One of Wright's apprentices, Paolo Soleri, was still at work in Arizona building Arcosanti, a utopian compound filled with towering solar greenhouses and otherworldly interconnected shapes. We'd drive by year after year on family road trips and I'd press my face to the glass to see what progress had been made, what new forms had taken shape, to wonder if it would succeed.
Twenty years later, when the Denver Art Museum expansion project began, I would drive by daily, watching the steel structure go up, the cubist form take shape. Conceived by deconstructionist Daniel Libeskind, the structure is an explosion of steel and concrete fragments, and though Libeskind's vision lies in stark contrast to those of Wright and Soleri, his bold concept rekindles that old sense of curiosity and admiration. I was compelled to make frequent visits, to better grasp the reasoning in the design.
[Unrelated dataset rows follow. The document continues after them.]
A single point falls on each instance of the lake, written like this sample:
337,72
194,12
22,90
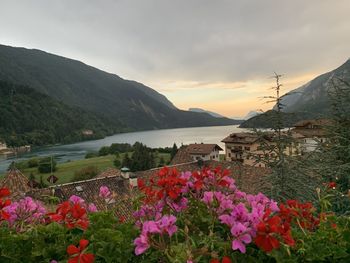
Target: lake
153,139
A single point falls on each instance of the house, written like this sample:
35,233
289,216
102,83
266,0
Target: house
204,152
312,132
239,147
3,146
246,147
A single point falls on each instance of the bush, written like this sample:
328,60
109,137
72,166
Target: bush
86,173
45,164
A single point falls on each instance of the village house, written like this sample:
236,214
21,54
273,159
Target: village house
312,132
3,146
246,147
204,152
240,147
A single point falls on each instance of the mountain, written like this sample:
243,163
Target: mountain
306,102
313,96
132,104
214,114
30,117
251,114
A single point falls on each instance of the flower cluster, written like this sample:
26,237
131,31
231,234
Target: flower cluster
170,191
25,212
78,255
4,192
72,215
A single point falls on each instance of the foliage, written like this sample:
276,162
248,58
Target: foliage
86,173
180,217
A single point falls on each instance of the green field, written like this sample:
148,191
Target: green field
65,171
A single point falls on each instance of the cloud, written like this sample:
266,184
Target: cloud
187,44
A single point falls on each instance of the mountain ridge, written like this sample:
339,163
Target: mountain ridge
77,84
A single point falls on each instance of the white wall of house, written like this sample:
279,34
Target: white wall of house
214,155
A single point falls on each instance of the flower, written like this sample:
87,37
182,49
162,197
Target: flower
76,199
142,244
332,185
104,192
92,208
239,231
77,254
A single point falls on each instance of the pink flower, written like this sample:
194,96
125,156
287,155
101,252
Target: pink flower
104,192
142,244
76,199
92,208
208,197
239,231
150,227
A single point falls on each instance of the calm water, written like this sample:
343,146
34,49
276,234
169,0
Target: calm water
158,138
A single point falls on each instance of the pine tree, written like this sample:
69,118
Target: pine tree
288,179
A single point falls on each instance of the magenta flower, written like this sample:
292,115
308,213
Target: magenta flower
142,244
104,192
167,224
150,227
208,197
239,231
76,199
92,208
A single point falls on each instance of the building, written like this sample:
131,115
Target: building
204,152
311,133
246,147
3,146
240,147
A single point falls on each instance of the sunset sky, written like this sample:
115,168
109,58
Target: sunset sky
216,55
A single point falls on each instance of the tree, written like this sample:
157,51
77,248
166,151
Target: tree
333,160
173,151
288,178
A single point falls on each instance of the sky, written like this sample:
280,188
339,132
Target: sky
216,55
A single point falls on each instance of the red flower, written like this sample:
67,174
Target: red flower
77,254
72,215
266,234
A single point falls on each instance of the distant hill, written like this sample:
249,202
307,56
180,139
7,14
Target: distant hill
306,102
214,114
30,117
123,102
251,114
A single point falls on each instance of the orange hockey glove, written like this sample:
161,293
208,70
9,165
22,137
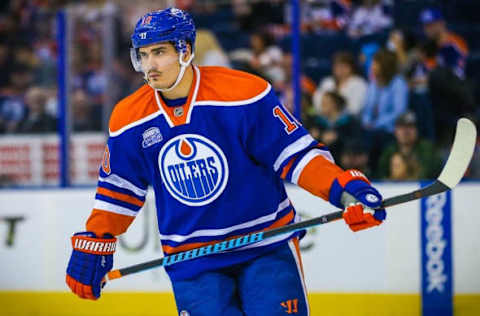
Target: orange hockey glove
91,259
352,191
358,217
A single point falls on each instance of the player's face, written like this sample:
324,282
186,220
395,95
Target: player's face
160,64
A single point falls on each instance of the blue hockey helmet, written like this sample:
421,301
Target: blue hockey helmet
169,25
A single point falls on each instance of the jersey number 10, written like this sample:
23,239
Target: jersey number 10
290,126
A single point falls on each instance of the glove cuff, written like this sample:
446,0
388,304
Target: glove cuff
93,245
349,175
341,181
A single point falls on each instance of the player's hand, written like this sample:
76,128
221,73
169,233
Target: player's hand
91,259
352,192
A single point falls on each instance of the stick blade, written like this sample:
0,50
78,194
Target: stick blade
461,153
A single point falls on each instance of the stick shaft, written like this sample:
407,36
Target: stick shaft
435,188
457,163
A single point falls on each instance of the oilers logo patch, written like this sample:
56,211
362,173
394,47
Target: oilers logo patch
193,168
151,136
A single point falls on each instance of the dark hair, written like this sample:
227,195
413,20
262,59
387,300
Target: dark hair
339,101
388,63
344,57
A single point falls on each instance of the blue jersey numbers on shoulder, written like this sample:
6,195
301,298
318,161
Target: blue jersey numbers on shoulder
193,168
290,125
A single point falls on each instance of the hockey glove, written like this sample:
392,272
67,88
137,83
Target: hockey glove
352,191
91,259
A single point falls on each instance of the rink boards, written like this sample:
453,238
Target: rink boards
375,272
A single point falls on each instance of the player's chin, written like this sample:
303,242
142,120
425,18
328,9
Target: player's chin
158,84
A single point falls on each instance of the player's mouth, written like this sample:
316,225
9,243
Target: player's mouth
154,75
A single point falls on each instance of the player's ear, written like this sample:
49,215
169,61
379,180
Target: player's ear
188,52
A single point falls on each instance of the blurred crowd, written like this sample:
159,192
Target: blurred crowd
383,82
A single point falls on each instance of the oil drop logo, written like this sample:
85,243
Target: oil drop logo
193,168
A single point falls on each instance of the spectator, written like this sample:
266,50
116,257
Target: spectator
403,167
371,17
330,16
12,107
208,51
410,146
452,49
345,81
387,94
451,95
387,97
37,119
335,124
266,57
84,118
403,43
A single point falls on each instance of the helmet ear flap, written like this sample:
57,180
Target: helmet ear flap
135,58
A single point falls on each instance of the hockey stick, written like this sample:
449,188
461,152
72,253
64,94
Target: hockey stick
452,173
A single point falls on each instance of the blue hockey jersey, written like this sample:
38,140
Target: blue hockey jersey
216,164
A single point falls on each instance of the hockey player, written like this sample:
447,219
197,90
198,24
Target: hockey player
216,145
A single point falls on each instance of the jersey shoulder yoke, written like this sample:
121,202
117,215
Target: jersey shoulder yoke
133,110
224,86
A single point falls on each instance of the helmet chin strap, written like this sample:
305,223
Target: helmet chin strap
183,67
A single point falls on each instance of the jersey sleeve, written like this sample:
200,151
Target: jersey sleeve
278,141
121,188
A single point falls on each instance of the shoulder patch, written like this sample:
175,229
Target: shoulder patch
132,109
224,85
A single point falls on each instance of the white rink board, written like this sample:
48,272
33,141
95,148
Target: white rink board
380,260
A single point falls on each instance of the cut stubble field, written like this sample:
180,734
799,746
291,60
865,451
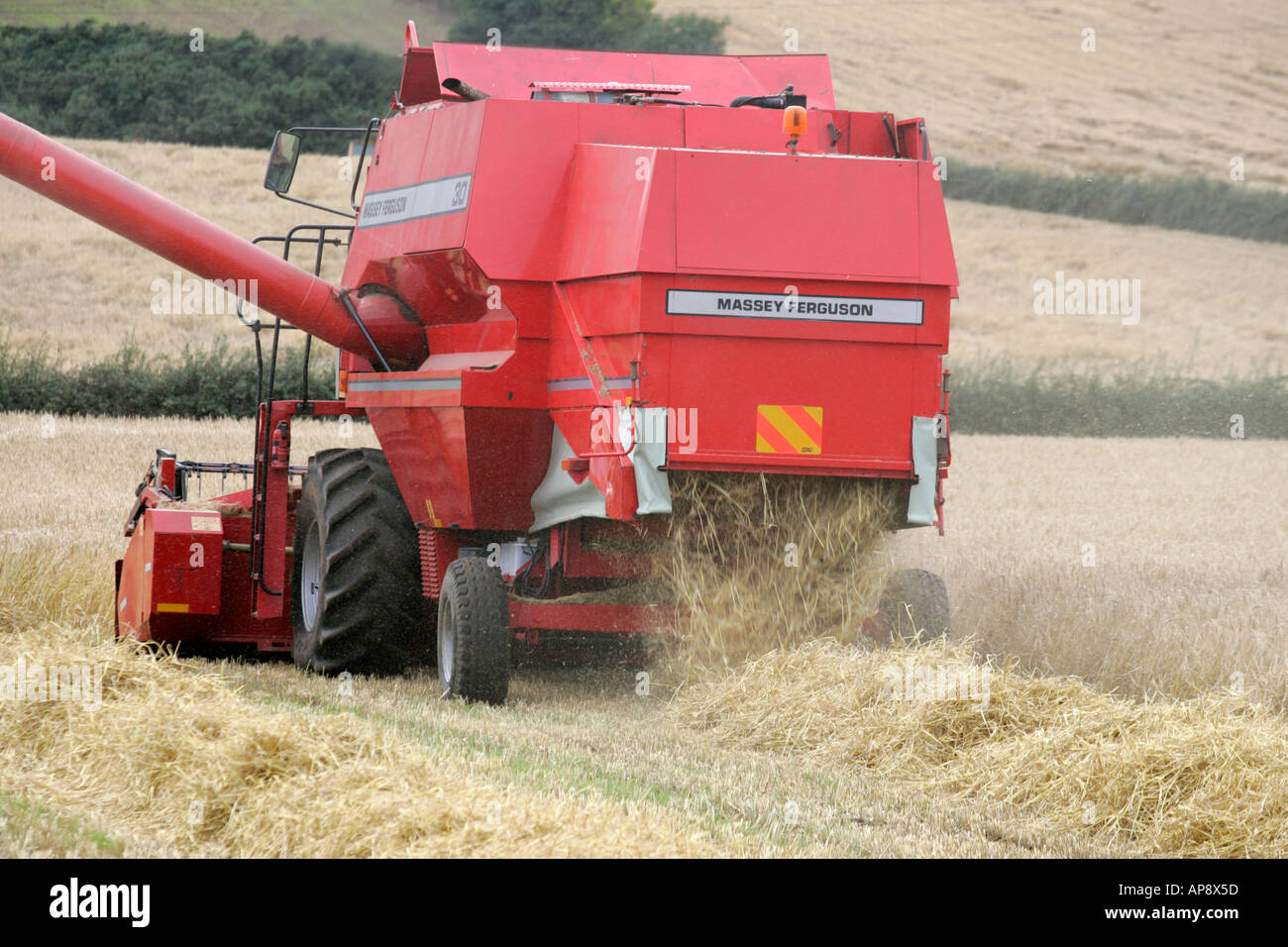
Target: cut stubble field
1151,569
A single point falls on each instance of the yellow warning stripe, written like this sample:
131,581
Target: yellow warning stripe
789,429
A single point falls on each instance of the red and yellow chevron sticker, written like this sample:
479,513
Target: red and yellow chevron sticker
789,429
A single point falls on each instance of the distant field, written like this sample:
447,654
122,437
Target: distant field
1210,305
373,24
1175,86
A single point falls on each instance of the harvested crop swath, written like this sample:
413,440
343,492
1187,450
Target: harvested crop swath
1202,777
178,763
761,562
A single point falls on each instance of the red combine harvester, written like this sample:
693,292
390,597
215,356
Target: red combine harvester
570,273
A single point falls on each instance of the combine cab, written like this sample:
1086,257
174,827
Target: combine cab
570,274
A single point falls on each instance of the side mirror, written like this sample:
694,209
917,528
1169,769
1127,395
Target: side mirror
281,162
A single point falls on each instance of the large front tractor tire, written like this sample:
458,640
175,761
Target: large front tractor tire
356,575
475,633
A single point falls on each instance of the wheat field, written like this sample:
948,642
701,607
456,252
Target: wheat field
1209,305
1181,603
1172,88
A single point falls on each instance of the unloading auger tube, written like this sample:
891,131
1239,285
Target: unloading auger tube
207,250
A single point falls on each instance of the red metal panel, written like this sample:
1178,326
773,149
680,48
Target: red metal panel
849,218
520,187
605,209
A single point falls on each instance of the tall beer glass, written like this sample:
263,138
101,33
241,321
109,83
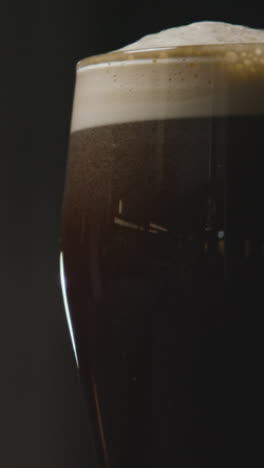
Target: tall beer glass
162,259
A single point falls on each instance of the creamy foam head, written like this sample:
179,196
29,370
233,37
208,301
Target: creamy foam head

In the last year and a half I've photographed the emerging building more than 30 times: on days both perfect and blustering; in color and black-and-white; with wide-angle views capturing the radical placement of interconnected spaces and tightly zoomed frames revealing the underlying support. It is lovely, it is jarring, it is exceptional. It evokes, for me, and many Denverites, a very personal emotion. In my slow marking of its progress, I have come to feel its presence invaluable as it breaks from the conventional landscape, begs to be studied, and refuses to be defined.